Zico viu irmão chegar em casa depois de ser torturado

Enquanto não volta ao trabalho, Zico segue acompanhando como o Brasil tem lidado com a pandemia do coronavírus e a política. Quando questionado o que acha sobre as manifestações crescentes contra e a favor do atual governo brasileiro e outros poderes, o ex-atleta faz uma pausa na fala, resgata lembranças sombrias da infância e conta o que lembra quando viu seu irmão ser levado preso pelo regime militar. Nando Antunes, seis anos mais velho que Zico, era professor e foi torturado pela Ditadura nos anos 70.

"A minha família sofreu muito com o movimento. Tempos difíceis. Era garoto, mas me lembro quando presenciei a chegada do meu irmão em casa (depois de ser solto). Eu era uma criança, me esconderam muita coisa. Fui tomar conhecimento de coisas anos depois".

"Democracia não é isso, confundem democracia com bagunça. E acham que podem tudo. Sou contra qualquer tipo de imposição, linha dura e tirar a liberdade das pessoas de ir e vir".

Arquivo pessoal

Nando Antunes: o crime foi ser professor

Zico era o caçula de seis irmãos. Quatro deles também foram jogadores de futebol, incluindo Nando. Ele foi preso pelo Departamento de Ordem Política e Social (DOPS) e ficou encarcerado e torturado por dias até ser liberado, debilitado.

Aconteceu no final dos anos 60, depois de uma passagem frustrada pelo Belenenses de Portugal. Nando, que estava no radar do regime por ser professor, foi levado junto com outros primos durante uma reunião na casa de uma tia. "Botaram a gente num corredor onde tinha meia dúzia de jaulas, ficamos a noite inteira com a mão na cabeça, com a cara na parede. Quando o braço descia de cansaço, vinham com um mosquetão e diziam: 'Filho da p... vou furar você, levanta esse braço'. Falavam mil abobrinhas, me esculachavam", lembrou Nando em entrevista ao UOL em 2019.

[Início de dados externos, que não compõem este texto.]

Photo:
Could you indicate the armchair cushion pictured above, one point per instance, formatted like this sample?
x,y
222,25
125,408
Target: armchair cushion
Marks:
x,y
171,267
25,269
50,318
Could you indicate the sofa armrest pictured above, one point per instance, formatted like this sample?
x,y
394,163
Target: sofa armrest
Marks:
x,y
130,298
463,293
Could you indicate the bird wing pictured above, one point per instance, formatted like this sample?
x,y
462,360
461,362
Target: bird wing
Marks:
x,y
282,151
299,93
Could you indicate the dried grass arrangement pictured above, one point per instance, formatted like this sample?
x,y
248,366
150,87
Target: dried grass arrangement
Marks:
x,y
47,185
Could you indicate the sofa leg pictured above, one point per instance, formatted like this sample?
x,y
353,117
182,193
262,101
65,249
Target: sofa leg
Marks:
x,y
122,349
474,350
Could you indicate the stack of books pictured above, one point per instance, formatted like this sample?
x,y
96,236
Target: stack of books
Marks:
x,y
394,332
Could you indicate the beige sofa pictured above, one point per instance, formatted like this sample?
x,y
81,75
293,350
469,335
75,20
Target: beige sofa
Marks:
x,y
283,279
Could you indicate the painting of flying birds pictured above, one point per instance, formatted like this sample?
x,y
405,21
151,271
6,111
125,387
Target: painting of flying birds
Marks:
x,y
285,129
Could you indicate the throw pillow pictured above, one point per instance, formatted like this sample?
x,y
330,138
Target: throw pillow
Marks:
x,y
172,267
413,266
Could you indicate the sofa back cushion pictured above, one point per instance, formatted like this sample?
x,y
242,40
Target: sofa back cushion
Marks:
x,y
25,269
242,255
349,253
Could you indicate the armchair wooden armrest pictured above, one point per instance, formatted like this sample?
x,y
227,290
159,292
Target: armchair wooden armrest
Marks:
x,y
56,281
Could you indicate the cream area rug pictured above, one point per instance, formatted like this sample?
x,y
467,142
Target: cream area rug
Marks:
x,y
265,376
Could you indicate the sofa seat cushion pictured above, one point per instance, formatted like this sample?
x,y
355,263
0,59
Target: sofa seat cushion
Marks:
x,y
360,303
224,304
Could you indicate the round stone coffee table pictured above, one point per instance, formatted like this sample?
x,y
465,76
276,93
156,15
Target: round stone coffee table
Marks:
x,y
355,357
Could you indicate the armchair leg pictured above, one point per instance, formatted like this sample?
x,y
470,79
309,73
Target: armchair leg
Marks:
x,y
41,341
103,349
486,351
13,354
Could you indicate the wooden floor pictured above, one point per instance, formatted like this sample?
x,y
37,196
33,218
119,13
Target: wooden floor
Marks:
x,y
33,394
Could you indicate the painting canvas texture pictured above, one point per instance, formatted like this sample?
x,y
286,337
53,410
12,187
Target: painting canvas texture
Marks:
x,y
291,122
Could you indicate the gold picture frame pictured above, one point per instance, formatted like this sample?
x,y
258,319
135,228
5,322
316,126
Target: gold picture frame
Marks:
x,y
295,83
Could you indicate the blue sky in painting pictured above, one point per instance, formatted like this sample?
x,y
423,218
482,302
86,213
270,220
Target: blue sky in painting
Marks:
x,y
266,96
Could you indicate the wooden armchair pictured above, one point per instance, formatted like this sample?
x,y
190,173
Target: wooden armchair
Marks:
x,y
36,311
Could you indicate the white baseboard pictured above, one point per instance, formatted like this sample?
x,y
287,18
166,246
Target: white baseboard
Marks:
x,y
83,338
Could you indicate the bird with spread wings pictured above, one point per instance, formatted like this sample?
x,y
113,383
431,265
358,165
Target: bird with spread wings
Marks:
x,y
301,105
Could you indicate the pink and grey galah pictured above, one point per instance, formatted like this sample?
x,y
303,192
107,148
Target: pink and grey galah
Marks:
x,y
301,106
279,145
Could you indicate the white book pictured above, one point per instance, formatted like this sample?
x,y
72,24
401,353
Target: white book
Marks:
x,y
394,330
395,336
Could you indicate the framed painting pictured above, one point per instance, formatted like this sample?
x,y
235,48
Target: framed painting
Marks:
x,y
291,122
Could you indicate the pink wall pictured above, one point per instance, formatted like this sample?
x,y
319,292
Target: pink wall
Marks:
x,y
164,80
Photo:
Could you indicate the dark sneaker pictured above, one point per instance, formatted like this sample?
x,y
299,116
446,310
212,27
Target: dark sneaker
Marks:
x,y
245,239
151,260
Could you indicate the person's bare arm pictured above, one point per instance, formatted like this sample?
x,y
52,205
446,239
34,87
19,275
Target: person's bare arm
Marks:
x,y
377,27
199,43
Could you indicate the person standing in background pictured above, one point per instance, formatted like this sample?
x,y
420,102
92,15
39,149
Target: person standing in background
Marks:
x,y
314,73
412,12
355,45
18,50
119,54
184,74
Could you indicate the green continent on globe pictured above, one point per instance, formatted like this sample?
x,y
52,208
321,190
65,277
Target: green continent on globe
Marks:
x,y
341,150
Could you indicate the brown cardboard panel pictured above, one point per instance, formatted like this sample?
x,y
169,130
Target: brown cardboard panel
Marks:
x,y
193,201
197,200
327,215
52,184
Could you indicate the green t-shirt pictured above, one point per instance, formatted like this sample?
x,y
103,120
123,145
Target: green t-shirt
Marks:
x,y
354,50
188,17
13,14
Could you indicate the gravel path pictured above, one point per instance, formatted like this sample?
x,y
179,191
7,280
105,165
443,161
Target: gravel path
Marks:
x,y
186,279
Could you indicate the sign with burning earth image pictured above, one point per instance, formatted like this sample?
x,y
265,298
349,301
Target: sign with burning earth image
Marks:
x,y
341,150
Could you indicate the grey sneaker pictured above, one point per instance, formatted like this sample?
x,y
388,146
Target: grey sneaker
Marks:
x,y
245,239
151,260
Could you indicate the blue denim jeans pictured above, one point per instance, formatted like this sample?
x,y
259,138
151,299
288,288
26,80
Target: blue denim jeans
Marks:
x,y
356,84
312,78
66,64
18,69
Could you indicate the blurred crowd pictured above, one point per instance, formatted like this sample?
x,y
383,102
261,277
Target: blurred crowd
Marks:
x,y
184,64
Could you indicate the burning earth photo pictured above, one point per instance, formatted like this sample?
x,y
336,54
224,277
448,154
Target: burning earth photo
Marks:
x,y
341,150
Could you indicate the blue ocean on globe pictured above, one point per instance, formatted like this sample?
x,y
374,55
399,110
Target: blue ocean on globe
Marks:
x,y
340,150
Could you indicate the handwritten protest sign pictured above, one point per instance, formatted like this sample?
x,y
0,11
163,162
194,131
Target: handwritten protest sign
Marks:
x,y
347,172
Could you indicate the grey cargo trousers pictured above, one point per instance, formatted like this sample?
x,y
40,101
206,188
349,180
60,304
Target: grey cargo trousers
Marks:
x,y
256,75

Nando e os primos foram soltos, mas sua prima Cecília Coimbra, que na época tinha ligação com o MR-8, grupo que lutava contra o regime, ficou meses presa e foi violentamente torturada. O ex-jogador afirma que, nos anos 60, teve o contrato em dois clubes encerrados por pressão de militares, mesmo sem nunca ter se engajado em movimentos políticos contra o governo. "A única coisa de que eu participei era passeata de estudante, que ia com meus primos, e shows de bossa nova, e neles tinha protesto de artista. Mas nunca participei de nenhum grupo revolucionário".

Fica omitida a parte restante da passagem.